Pendant un an, Les Jours ont mené des entretiens avec sept détenus dits « PRI » (« personnes radicalisées islamistes ») – dont Zoubeir – incarcérés dans différentes prisons. L’un d’entre eux, emprisonné après un retour de Syrie, raconte notamment son quotidien avec un jeune ayant tenté de s’y rendre plusieurs fois, sans jamais y parvenir. Les premiers mois, il est seul en cellule. Ensuite, ils m’ont mis avec l’autre zozo, là. C’était un champion du monde lui
. La vie avec ce codétenu se passe mal, pour des raisons idéologiques. « Il me disait : “Non, regarde pas la météo, c’est une prédiction sur l’avenir donc c’est du shirk.” Les infos, il voulait pas regarder parce qu’il disait : “C’est pas vrai ce qu’ils disent. La présentatrice, faut pas la regarder, elle est à poil.” Il enlevait le câble de la télé. Quand il entendait de la musique dehors, il fallait que je ferme la fenêtre. La cellule au-dessus demandait que je passe des cigarettes par la fenêtre, lui il voulait pas que je le fasse.

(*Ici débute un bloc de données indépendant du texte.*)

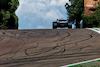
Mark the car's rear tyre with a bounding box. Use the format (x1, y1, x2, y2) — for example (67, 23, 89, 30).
(53, 22, 57, 29)
(68, 22, 72, 28)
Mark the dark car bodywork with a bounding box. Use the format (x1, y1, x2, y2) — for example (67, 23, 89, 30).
(53, 19, 72, 29)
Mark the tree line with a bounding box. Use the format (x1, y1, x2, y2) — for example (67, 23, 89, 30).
(65, 0, 100, 28)
(0, 0, 19, 29)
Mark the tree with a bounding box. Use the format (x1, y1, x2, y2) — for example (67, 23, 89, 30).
(65, 0, 100, 28)
(82, 1, 100, 27)
(65, 0, 84, 28)
(0, 0, 19, 29)
(0, 9, 10, 29)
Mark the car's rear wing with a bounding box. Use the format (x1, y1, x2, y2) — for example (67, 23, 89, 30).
(57, 19, 67, 21)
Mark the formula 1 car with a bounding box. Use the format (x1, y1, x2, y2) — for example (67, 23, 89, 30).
(53, 19, 72, 29)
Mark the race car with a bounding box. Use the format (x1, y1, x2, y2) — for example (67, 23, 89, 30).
(53, 19, 72, 29)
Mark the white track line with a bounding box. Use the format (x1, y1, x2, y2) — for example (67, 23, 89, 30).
(60, 58, 100, 67)
(60, 28, 100, 67)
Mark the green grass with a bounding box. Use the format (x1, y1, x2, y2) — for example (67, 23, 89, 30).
(72, 65, 100, 67)
(70, 60, 100, 67)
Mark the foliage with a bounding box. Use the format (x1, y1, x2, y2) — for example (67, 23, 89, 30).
(0, 9, 10, 29)
(65, 0, 84, 28)
(65, 0, 100, 28)
(82, 2, 100, 27)
(0, 0, 19, 29)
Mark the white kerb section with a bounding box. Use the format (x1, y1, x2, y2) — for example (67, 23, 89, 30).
(60, 58, 100, 67)
(87, 28, 100, 34)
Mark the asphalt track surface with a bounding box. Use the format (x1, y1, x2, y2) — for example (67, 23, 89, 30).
(0, 29, 100, 67)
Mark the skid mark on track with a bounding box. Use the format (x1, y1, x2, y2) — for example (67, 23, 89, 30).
(0, 29, 100, 67)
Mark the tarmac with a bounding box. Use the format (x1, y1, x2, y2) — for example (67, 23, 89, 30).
(0, 29, 100, 67)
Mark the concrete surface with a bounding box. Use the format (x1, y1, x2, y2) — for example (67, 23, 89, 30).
(0, 29, 100, 67)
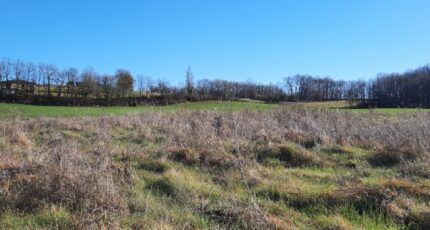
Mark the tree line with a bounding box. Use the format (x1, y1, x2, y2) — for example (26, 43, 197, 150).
(0, 58, 429, 107)
(367, 66, 430, 107)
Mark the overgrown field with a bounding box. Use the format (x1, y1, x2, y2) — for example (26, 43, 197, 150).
(0, 109, 429, 229)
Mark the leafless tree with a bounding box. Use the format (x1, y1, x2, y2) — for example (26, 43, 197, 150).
(100, 74, 115, 105)
(136, 74, 145, 97)
(0, 58, 12, 81)
(144, 76, 154, 96)
(24, 62, 37, 83)
(39, 63, 59, 96)
(13, 59, 25, 81)
(63, 67, 79, 97)
(185, 66, 194, 96)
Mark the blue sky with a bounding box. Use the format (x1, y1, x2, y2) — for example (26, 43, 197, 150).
(1, 0, 429, 85)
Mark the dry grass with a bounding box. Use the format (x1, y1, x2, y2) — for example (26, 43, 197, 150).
(0, 109, 429, 228)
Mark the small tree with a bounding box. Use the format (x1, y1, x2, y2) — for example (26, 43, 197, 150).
(80, 69, 99, 98)
(185, 66, 194, 96)
(100, 74, 115, 105)
(115, 69, 134, 98)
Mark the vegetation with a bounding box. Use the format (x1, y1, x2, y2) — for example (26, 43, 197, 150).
(0, 101, 279, 119)
(0, 109, 429, 229)
(1, 101, 428, 120)
(2, 58, 430, 107)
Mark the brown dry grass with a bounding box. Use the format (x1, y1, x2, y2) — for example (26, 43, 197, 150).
(0, 109, 429, 228)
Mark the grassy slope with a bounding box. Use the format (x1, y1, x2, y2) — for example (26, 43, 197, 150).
(0, 101, 279, 119)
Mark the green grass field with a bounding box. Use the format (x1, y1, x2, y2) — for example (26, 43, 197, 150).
(1, 101, 429, 120)
(0, 101, 279, 119)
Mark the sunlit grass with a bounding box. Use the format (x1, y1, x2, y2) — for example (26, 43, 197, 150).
(0, 101, 279, 119)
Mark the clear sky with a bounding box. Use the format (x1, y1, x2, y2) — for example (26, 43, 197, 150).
(1, 0, 429, 85)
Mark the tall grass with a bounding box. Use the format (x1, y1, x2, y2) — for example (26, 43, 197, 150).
(0, 109, 429, 228)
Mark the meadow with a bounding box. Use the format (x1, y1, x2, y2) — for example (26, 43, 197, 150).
(0, 103, 429, 229)
(0, 101, 279, 119)
(0, 101, 429, 120)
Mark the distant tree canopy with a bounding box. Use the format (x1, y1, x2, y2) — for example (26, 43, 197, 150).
(283, 75, 367, 102)
(115, 69, 134, 97)
(0, 57, 429, 107)
(368, 66, 430, 107)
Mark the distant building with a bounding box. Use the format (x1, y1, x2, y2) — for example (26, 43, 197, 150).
(0, 80, 37, 95)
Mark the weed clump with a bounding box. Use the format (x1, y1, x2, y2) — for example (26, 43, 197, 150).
(368, 148, 417, 167)
(255, 186, 287, 202)
(137, 159, 169, 174)
(285, 131, 321, 149)
(199, 150, 236, 169)
(401, 159, 430, 178)
(167, 147, 199, 165)
(313, 215, 353, 230)
(257, 143, 322, 167)
(145, 177, 176, 197)
(279, 144, 322, 167)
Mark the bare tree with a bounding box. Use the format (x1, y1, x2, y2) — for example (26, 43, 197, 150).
(136, 74, 145, 97)
(56, 71, 67, 97)
(0, 59, 12, 96)
(185, 66, 194, 96)
(24, 62, 37, 83)
(1, 59, 12, 81)
(13, 59, 25, 81)
(144, 76, 154, 96)
(39, 64, 59, 96)
(80, 68, 99, 98)
(63, 67, 79, 97)
(100, 74, 115, 105)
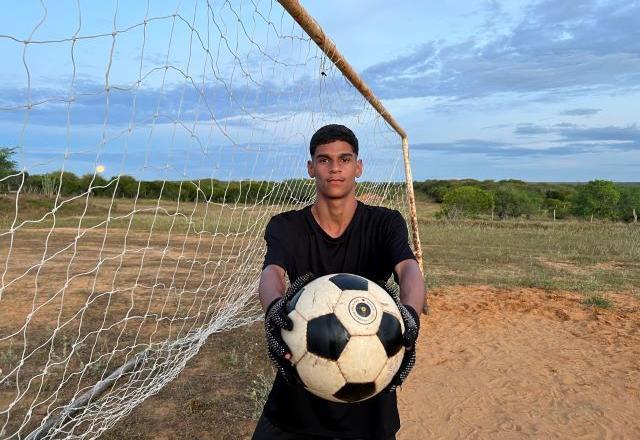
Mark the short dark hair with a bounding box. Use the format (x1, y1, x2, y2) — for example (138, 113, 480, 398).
(309, 124, 359, 157)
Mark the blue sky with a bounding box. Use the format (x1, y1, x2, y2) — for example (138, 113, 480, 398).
(1, 0, 639, 182)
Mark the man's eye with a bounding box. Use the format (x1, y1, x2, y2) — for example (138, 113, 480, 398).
(341, 157, 351, 163)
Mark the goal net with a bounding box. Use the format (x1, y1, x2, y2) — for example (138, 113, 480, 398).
(0, 1, 412, 438)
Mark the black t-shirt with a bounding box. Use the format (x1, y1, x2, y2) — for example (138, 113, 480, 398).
(261, 201, 416, 439)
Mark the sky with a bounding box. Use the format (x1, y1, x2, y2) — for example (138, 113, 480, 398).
(305, 0, 640, 182)
(1, 0, 639, 182)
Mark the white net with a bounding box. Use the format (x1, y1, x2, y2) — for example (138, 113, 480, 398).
(0, 1, 408, 438)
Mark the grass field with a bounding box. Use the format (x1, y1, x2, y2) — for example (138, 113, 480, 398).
(1, 195, 638, 439)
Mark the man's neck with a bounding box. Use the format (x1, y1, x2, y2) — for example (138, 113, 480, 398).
(311, 196, 358, 239)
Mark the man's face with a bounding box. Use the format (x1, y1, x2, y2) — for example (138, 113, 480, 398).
(307, 140, 363, 199)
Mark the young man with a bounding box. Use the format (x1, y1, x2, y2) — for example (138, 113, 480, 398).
(253, 124, 425, 440)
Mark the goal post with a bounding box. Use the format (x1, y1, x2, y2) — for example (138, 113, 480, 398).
(0, 1, 421, 438)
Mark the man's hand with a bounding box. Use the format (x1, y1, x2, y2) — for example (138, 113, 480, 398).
(264, 272, 314, 382)
(389, 301, 419, 391)
(376, 279, 421, 391)
(264, 296, 294, 380)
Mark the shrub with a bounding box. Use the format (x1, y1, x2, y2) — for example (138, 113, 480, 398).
(439, 186, 493, 219)
(617, 186, 640, 222)
(493, 186, 538, 219)
(571, 180, 620, 220)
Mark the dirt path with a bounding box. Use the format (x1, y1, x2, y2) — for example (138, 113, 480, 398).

Il me rendait fou. Je lui ai dit : “Prends le lit et étouffe-toi avec l’oreiller STP. Toi, tu veux mourir en martyr, c’est ça ton objectif ? Bah meurs tout de suite et laisse-moi tranquille.” »
À l’époque, ce champion du monde
a tout juste 18 ans. Originaire de Normandie, près de Rouen, il n’est jamais allé en Syrie mais a tenté de s’y rendre à plusieurs reprises (seules deux d’entre elles ayant donné lieu à des poursuites), sans succès, avant d’être arrêté en Turquie, expulsé en France et incarcéré. Son codétenu qui, lui, en revient, estime que son niveau de radicalité est encore plus élevé que celui constaté en Syrie. En prison, j’ai vu des gens comme lui, pires que ceux que j’ai vus en Syrie. Y en a certains, ils ont jamais mis un pied en Syrie mais ils sont pires que Daesh. Ils sont un niveau au-dessus.
Chaque matin, notre témoin est réveillé vers 4 heures du matin par son codétenu pour sa prière de l’aube (salat fajr). La nuit, il sort parfois de son sommeil en pleurs et se met à psalmodier. Il parlait tout seul, il disait :
Il faut que j’arrête de pécher, il faut que j’arrête de pêcher.

Au moment de cet entretien, ce codétenu n’est encore qu’un inconnu. Un « PRI » lambda parmi près de 250 autres en région parisienne. Des mois plus tard, en juillet 2016, il sort de l’anonymat dans une église de Saint-Étienne-du-Rouvray.